Is the location an inspiration or distraction for you?

When I first moved to Stockholm, from my hometown in the far north, I was amazed by all the nice and beautiful inhabitants. That first summer I got to meet a lot of new people, just by walking the city. I was saving for a trip to Europe and had nearly no money to spend. But the summer was fantastic with the bright nights, new friends and never knowing if the evening would end in a party somewhere or just chatting hours away with some inspiring person.

I went off to southern Europe around late August and returned in November. I could not believe it was the same city. This was long before the iPhone entered the world. So I did not have any phone numbers of my new friends. We just used to meet outdoor in the city centre. In the cold November, filled with rain or snow, they were no longer there. At this time of year, you were no longer met by curious eyes and friendly smiles in the street. Everyone was more or less in their own bubble — pale, tired and avoiding eye contact when stressing towards work or home again. All the magic was gone. Until the next summer.

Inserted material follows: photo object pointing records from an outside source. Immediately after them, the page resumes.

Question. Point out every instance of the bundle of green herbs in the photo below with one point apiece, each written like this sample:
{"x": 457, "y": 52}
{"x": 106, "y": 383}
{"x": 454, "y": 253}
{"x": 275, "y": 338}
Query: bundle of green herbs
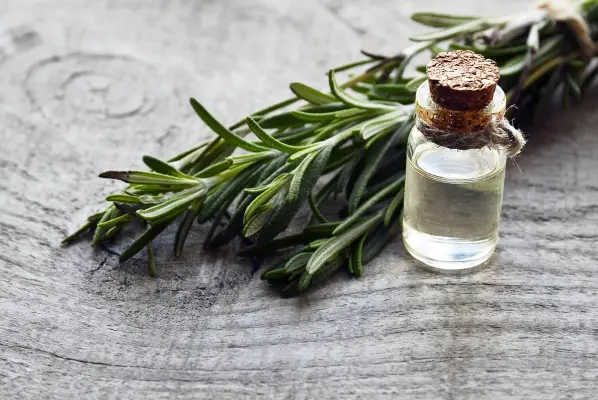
{"x": 345, "y": 146}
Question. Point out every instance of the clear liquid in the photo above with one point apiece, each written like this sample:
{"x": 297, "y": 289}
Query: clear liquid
{"x": 452, "y": 205}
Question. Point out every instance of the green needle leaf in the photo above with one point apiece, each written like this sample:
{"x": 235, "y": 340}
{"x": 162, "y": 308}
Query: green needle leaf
{"x": 440, "y": 20}
{"x": 333, "y": 247}
{"x": 222, "y": 131}
{"x": 269, "y": 140}
{"x": 162, "y": 167}
{"x": 314, "y": 209}
{"x": 352, "y": 101}
{"x": 78, "y": 233}
{"x": 311, "y": 95}
{"x": 151, "y": 178}
{"x": 476, "y": 25}
{"x": 362, "y": 210}
{"x": 151, "y": 260}
{"x": 356, "y": 257}
{"x": 373, "y": 158}
{"x": 146, "y": 238}
{"x": 300, "y": 187}
{"x": 123, "y": 198}
{"x": 173, "y": 206}
{"x": 123, "y": 219}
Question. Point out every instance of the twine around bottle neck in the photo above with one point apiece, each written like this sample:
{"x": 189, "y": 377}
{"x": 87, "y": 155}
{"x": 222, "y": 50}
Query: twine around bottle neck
{"x": 498, "y": 134}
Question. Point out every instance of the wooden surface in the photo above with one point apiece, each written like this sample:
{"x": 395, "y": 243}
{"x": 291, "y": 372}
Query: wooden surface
{"x": 91, "y": 85}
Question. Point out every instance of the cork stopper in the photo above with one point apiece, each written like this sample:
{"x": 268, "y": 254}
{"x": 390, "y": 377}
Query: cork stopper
{"x": 462, "y": 80}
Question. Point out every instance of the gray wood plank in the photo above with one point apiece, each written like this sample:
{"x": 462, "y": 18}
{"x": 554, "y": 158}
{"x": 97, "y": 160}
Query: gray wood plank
{"x": 92, "y": 85}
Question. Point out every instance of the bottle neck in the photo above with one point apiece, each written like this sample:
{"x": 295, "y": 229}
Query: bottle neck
{"x": 430, "y": 113}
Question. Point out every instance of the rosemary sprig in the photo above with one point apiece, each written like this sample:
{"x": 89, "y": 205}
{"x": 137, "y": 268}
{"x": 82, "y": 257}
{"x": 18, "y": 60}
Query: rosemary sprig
{"x": 351, "y": 138}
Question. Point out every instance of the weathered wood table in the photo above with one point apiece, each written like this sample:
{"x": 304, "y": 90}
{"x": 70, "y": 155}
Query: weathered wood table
{"x": 90, "y": 85}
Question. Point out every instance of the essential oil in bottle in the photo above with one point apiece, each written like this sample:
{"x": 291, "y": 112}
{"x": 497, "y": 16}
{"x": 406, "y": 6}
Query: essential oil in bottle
{"x": 453, "y": 193}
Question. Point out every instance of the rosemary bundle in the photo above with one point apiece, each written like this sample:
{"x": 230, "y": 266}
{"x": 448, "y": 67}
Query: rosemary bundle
{"x": 345, "y": 147}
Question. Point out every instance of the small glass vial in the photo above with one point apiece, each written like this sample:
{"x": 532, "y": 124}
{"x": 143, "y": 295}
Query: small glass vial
{"x": 453, "y": 196}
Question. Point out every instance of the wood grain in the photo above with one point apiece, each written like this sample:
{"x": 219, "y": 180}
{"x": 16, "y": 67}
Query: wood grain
{"x": 92, "y": 85}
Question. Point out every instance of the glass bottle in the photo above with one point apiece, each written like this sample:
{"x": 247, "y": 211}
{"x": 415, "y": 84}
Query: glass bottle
{"x": 453, "y": 198}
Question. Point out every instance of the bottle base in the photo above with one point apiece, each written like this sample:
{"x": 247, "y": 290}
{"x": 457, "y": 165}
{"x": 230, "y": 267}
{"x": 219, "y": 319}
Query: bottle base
{"x": 448, "y": 255}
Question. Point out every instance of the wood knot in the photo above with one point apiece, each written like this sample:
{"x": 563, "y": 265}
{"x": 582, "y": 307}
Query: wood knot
{"x": 462, "y": 80}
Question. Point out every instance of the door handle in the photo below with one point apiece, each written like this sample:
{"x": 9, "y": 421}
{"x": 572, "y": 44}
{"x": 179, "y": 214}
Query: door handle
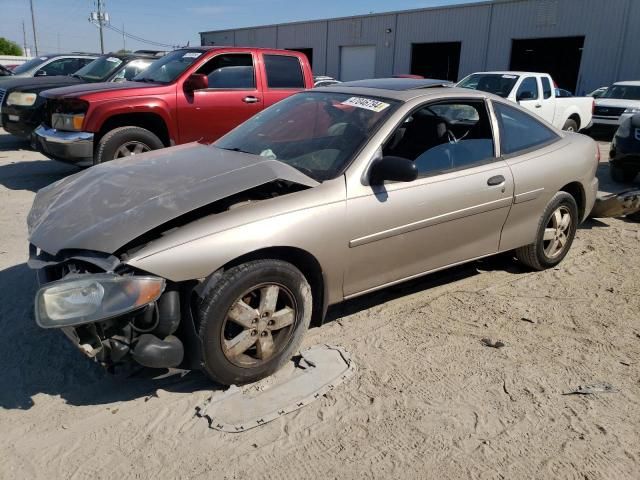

So summertime it is amazingly inspiring to live in Stockholm. I no longer hang around meeting new friends as I used to. But I love to walk the city, especially close to the water. During winter, when there is only daylight between ten in the morning and two in the afternoon, it´s harder. All these hours of darkness make me exhausted. It’s hard to get up in the morning, hard to get out into the cold, hard to muster energy for writing.

What are you writing?

I am writing my second book about Gunvor Ström, a woman who started to work as a private detective in her mid-sixties. She lives in the suburb of Fruängen, in the outskirts of Stockholm. She engages two young friends that have always seen themselves as losers until they start working together. They are not always good at what they do but they struggle to develop and sometimes they really succeed.

My best news today is that my first book “Three Days in September” will soon be published in English. It’s a story about friendship, love and adventure but also manipulation, infidelity, violence and death. As it says in the text on the back of the book: After three days in September there is no way back.


Sum up life in Stockholm in three words.

Beautiful, contrasting, challenging.




Luna Miller is a pretty new part of me that has been living my passion for writing over the last few years. I published my first Luna Miller novel, Tre dagar i September, in Swedish, towards the end of 2015. A few weeks later I followed it with Den som ger sig in i leken (Playing with Fire) – the first book in my crime series, which has been translated into German as Wer sich auf das Spiel einlässt and Spanish as Quien juega con fuego.

Right now, I am working on my second book in the crime series, but at the same time, I am really excited about the imminent release of my first book in English. You will soon be able to find
Three days in September on Amazon and other major e-book distributors.